Syrian rebels reach central Aleppo as army announces temporary withdrawal
Al Jazeera
Military says dozens of soldiers killed in attacks in northwest and it was regrouping to launch a ‘counterattack’.
Syria’s military has announced a “temporary troop withdrawal” in the northwestern city of Aleppo, where rebel groups launched a surprise offensive on government-held positions for the first time in years.
The military said on Saturday that dozens of its soldiers had been killed or wounded in fierce battles with “armed terrorist organisations” in the governorates of Aleppo and Idlib over the previous few days and that it was now regrouping, redeploying troops to strengthen its defence lines as it prepared a “counterattack”.
It said that rebel groups had launched “a broad attack from multiple axes on the Aleppo and Idlib fronts”, reporting clashes “over a strip exceeding 100km [60 miles]”.
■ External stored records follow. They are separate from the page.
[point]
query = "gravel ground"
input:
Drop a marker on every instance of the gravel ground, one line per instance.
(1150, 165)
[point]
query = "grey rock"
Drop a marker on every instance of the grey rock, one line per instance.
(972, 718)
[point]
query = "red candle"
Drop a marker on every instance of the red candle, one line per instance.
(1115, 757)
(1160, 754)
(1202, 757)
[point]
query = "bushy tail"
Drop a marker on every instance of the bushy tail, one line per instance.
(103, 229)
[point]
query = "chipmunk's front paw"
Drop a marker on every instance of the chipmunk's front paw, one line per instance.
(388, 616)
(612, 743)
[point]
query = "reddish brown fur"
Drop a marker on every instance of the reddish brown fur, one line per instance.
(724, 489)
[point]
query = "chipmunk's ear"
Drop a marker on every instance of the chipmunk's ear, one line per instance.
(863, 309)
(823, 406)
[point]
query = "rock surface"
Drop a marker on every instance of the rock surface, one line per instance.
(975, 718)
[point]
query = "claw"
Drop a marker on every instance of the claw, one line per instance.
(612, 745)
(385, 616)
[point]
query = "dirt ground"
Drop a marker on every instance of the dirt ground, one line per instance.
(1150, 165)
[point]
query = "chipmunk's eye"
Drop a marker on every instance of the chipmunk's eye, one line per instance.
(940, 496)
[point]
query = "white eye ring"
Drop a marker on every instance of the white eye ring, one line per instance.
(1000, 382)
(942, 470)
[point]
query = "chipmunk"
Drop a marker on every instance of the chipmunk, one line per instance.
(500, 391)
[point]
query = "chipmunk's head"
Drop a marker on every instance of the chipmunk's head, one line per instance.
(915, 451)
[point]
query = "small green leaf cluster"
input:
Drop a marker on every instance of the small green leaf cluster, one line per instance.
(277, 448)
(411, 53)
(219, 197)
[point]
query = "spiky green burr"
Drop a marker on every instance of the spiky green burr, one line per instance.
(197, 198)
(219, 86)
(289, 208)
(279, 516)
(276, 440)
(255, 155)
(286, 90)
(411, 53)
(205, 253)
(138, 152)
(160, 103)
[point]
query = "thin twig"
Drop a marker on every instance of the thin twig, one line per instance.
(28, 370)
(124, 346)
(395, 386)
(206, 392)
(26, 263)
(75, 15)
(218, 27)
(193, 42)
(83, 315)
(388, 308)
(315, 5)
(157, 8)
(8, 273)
The army said the rebels had entered large parts of Aleppo but army bombardment had stopped them from establishing fixed positions. It promised to “expel them and restore the control of the state … over the entire city and its countryside”.
The statement marked the military’s first public acknowledgement that opposition fighters led by the Hay’et Tahrir al-Sham (HTS) group had entered Aleppo in the lightning attack that began earlier this week.